Cameron stands by Lansley
"Kill the bill. Sack the health secretary."
That is the cry coming from a very curious coalition.
Out front are opponents of the government's NHS plans - led by the Labour Party but followed by a growing number of groups representing doctors, nurses and midwives. Behind them, muttering rather than shouting, are some supporters of the very same reforms.
They argue that ministers could have brought about most of the changes they want without new legislation.
They fear that necessary reforms will now be blamed for anything that goes wrong in the health service, even when shortage of money may be the real problem.
They believe that Andrew Lansley's presentation of the changes has been little short of calamitous.
That deep frustration is what was probably behind the colourful remark quoted in The Times this week. An anonymous but exasperated prime ministerial aide was reported to have said: "Andrew Lansley should be taken out and shot".

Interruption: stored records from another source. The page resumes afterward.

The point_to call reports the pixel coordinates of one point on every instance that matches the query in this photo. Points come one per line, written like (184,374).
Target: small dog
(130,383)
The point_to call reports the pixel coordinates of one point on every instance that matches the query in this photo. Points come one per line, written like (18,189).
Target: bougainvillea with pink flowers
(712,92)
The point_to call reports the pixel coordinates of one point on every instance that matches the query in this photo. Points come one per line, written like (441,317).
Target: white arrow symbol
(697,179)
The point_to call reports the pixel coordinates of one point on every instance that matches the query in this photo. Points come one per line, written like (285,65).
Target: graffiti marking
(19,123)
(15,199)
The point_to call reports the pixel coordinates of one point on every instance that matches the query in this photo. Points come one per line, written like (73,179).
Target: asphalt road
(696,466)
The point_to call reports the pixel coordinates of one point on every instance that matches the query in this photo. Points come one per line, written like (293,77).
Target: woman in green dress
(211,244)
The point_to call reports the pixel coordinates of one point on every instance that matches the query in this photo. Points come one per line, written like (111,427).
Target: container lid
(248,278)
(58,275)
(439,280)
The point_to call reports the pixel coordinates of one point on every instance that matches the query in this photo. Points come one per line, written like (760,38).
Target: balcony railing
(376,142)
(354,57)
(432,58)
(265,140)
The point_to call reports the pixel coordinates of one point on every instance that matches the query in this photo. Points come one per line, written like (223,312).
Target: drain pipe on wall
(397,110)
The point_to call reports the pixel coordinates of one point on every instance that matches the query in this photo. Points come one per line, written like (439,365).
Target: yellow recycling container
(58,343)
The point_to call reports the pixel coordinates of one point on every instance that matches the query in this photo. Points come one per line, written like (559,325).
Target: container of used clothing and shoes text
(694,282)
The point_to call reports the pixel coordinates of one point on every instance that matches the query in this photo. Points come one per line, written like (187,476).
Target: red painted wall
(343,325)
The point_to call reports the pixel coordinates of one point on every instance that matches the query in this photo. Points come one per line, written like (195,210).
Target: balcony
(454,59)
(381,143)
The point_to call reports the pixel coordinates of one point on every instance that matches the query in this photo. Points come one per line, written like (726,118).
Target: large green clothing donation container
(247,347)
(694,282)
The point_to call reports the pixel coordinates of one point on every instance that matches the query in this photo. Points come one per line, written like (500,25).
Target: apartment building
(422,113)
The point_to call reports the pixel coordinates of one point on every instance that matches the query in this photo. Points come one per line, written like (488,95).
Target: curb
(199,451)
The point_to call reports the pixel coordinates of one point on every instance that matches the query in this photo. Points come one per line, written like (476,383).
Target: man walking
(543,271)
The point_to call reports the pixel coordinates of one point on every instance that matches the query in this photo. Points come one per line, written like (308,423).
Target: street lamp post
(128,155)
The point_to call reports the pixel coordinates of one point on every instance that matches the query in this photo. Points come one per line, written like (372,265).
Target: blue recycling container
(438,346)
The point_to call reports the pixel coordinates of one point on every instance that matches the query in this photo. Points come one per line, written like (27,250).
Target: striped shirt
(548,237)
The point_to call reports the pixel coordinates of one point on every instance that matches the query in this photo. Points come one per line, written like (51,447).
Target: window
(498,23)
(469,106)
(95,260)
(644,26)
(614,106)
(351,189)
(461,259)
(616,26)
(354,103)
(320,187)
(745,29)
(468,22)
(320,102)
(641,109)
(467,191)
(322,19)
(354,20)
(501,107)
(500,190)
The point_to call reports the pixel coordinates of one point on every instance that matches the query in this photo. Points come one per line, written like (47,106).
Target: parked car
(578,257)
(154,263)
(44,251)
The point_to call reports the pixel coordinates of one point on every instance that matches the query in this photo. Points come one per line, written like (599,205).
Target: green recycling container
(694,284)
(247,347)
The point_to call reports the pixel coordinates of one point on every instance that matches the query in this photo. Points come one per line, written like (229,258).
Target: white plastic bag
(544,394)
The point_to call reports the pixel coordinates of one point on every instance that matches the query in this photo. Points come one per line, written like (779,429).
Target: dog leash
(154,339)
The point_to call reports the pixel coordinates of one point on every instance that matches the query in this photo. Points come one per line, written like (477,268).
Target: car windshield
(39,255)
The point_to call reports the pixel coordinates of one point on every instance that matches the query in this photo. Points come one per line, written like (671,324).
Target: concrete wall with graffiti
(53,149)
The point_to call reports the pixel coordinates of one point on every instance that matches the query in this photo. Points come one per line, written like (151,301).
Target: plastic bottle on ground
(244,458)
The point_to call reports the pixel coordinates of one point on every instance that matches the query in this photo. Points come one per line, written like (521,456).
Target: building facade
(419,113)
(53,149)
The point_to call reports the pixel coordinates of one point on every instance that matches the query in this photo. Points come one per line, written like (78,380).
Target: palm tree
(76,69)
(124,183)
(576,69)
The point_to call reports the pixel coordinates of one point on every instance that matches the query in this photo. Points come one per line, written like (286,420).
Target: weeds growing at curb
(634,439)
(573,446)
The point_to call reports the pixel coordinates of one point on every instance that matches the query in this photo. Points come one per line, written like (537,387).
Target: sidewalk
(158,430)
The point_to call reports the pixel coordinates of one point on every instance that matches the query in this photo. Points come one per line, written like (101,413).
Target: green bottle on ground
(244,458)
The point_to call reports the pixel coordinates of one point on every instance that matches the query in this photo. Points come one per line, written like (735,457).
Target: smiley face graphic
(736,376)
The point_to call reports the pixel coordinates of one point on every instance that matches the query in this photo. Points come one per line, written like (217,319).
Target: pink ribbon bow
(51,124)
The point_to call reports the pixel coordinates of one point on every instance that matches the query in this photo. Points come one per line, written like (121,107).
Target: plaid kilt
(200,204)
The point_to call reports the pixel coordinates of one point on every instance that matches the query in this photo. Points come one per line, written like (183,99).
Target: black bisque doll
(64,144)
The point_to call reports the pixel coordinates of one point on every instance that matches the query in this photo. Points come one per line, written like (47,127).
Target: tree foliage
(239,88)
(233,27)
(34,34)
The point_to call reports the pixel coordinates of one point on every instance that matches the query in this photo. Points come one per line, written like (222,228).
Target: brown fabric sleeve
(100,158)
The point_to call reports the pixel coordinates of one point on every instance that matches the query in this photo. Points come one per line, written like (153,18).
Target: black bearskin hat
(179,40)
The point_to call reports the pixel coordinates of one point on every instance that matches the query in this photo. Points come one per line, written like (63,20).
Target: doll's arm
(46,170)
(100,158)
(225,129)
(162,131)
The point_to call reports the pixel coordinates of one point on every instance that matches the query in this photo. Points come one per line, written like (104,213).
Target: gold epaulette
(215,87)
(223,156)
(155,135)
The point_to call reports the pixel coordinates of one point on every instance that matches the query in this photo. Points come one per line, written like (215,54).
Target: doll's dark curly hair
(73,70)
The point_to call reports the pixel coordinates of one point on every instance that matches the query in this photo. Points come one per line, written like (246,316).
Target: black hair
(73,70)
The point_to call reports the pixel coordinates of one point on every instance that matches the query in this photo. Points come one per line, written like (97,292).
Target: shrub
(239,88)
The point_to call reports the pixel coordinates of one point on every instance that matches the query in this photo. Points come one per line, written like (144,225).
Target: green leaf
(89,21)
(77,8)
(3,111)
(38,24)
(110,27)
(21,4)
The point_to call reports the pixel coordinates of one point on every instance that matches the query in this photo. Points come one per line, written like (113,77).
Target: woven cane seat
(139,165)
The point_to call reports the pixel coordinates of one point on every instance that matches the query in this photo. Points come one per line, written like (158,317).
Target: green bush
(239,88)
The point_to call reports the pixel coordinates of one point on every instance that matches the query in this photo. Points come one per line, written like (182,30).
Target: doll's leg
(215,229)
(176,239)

Yet David Cameron has twice recently passed up the chance to fire his health secretary when first Liam Fox's and then Chris Huhne's resignations forced cabinet changes on him.
And today he backed both the man and his bill.
In part because some one-time critics - like Shirley Williams - have now been won over.
In part, perhaps, because he will not want to throw a lifeline to Ed Miliband by making a humiliating U-turn.
And in part because some changes have begun and some argue that the law now needs to catch up with them.